At least the story mode itself serves as a good starting ground for the game, slowly introducing obstacles and game mechanics, with each level setting you up with three lives to conquer it before moving on to the next section.
That being said, you’ve probably experienced a lot of what Infinity Runner has to offer in other places besides small fight sections where the games slows down and throws up some QTEs to have you take down a group of enemies. These sections are thankfully brief and quite easy. There are also other sections where you turn into a werewolf, making you mostly invincible while also granting the ability to absorb collectables without having to really try to collect them — there are even wall running segments that pop up during these moments. It’s sad to say, though, that even turning into a werewolf is somewhat of a triviality and would have been great as a larger part of the game instead of what amounts to a glorified power up.
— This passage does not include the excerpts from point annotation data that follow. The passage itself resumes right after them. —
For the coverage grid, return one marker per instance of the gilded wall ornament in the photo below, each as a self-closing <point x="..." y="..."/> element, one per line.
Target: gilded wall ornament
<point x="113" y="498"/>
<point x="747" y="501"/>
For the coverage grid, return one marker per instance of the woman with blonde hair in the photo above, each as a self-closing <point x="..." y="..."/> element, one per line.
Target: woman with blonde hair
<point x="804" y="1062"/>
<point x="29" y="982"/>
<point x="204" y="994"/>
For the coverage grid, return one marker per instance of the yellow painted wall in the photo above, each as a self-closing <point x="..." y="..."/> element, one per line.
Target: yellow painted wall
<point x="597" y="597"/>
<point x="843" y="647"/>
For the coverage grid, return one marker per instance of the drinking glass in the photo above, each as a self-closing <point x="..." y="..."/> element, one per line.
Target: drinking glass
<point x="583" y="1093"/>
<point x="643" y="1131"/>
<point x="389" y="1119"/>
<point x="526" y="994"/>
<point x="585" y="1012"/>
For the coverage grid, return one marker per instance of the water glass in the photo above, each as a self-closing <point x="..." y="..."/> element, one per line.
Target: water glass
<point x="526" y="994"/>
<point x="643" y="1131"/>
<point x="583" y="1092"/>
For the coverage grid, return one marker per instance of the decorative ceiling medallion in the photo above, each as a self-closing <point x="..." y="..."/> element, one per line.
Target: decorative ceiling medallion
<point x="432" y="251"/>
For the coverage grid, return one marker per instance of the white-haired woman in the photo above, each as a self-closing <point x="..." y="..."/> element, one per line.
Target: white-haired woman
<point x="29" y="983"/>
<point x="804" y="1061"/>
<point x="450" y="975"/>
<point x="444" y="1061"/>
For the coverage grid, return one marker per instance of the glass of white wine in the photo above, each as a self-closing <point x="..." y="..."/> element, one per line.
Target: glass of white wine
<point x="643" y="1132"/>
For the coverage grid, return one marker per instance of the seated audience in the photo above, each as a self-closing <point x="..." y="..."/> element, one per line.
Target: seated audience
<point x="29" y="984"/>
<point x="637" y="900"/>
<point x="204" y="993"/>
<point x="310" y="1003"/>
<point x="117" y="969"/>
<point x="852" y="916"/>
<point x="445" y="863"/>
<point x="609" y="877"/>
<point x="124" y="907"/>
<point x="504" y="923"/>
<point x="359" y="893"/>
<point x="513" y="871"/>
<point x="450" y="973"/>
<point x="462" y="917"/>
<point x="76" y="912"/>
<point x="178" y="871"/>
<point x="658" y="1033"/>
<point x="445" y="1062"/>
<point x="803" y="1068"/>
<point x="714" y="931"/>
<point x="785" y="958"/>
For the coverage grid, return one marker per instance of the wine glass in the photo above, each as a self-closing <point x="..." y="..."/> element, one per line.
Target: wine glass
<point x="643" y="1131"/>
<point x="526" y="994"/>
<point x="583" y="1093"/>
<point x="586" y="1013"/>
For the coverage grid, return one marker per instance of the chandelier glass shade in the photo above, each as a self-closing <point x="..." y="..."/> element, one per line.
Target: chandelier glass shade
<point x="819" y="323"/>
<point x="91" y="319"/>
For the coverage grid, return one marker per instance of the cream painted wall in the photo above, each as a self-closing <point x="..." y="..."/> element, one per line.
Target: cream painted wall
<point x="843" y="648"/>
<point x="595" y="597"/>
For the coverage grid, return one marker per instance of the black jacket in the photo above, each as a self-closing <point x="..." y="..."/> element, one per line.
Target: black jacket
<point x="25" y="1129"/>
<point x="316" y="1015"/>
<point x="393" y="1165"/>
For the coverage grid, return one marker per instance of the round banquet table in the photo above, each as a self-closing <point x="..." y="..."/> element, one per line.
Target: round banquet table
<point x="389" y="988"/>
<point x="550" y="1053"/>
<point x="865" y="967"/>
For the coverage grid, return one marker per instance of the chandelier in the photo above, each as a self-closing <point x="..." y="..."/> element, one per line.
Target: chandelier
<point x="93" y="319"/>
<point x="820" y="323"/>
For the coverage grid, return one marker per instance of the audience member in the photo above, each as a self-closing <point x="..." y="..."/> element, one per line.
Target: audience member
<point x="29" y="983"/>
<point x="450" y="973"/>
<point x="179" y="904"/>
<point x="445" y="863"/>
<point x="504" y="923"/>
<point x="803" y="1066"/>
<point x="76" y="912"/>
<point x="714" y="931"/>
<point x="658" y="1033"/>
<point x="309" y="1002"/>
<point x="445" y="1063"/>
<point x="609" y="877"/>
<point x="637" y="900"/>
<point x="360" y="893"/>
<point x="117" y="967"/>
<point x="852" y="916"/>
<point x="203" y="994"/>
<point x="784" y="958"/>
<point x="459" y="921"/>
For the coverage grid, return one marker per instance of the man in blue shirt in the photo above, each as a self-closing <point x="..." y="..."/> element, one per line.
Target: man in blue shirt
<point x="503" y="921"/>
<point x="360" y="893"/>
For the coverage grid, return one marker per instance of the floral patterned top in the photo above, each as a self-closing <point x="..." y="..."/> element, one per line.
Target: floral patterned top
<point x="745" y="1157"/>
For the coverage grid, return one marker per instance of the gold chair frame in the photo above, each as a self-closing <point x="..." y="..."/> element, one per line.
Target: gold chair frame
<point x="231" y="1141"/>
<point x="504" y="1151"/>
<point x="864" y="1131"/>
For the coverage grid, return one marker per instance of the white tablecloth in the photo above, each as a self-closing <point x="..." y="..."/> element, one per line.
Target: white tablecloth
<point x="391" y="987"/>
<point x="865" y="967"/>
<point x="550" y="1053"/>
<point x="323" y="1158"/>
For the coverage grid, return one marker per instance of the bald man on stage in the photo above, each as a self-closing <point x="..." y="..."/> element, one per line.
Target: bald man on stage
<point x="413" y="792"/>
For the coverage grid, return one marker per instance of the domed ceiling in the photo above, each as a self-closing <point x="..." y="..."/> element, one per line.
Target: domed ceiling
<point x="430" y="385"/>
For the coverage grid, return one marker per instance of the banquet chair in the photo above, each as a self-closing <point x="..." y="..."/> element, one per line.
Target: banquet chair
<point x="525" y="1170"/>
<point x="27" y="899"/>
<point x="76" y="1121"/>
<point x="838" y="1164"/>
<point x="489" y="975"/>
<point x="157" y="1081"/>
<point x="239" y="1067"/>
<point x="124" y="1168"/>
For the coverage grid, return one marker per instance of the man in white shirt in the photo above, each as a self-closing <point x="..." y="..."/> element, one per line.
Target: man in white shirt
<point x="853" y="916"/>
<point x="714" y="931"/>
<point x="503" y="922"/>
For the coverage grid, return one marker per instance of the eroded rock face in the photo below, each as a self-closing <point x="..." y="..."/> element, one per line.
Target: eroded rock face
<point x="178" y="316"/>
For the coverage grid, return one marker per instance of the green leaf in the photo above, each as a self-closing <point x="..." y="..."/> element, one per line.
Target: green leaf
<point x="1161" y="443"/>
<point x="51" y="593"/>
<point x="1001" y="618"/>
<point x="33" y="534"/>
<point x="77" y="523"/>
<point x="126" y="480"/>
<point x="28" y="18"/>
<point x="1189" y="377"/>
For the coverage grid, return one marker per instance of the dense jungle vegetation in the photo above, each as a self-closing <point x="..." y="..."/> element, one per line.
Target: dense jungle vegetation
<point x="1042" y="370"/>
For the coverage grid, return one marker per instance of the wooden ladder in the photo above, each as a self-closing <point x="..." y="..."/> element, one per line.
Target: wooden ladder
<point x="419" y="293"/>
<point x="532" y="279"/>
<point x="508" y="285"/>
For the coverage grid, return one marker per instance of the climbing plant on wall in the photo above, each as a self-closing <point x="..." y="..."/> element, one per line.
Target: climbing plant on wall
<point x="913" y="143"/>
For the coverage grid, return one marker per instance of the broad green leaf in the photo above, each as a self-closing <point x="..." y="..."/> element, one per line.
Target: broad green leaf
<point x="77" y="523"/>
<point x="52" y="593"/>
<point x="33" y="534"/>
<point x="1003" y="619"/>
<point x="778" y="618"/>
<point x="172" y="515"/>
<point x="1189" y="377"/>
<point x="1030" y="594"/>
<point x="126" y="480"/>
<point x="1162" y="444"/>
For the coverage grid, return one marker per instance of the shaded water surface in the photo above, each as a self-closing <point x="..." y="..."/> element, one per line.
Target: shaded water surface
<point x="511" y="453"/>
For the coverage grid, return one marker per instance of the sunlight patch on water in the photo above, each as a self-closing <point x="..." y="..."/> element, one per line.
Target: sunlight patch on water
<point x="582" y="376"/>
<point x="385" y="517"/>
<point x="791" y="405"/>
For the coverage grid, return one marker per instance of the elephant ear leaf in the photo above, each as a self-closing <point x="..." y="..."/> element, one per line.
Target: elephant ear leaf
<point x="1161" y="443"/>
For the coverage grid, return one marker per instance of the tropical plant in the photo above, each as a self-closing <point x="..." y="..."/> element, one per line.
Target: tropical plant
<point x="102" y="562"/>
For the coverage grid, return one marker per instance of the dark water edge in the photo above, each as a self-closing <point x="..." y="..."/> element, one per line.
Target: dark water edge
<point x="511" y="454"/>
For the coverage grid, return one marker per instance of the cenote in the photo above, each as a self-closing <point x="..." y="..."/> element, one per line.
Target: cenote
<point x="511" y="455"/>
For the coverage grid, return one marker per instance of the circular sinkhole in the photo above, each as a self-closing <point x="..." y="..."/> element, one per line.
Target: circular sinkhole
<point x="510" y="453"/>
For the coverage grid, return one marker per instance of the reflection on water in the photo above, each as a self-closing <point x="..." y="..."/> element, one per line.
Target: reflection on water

Beyond story, there’s the expected Arcade mode, which lets you do high score runs against friends or speed run story levels. This is probably where you’ll get the most enjoyment out of Infinity Runner, and when everything clicks it’s definitely fun. The two other interesting bits of Infinity Runner are something that I sadly couldn’t experience, mainly the multiplayer and Oculus Rift support. The multiplayer boasts up to 32-player matches, but I just was unable to find others looking for a match.
As far as Oculus Rift support goes, I honestly wouldn’t recommend it, as the speed of the game combined with the constant head bobbing of your view doesn’t seem like it would make for anything other than an extremely disorienting experience. Then again, it also ends up being one of the only real reasons to try this over other runners on the market, so for those lucky enough to actually own one, maybe it’ll be worth it to try out. Ultimately, though, it just doesn’t offer up enough gameplay wise to stand out from its nearly endless crowd of competitors.
As a runner, Infinity Runner is an enjoyable experience, but nothing past Oculus Rift support really warrants mention. Unfortunately, it ends up being something that’s probably not worth your time otherwise.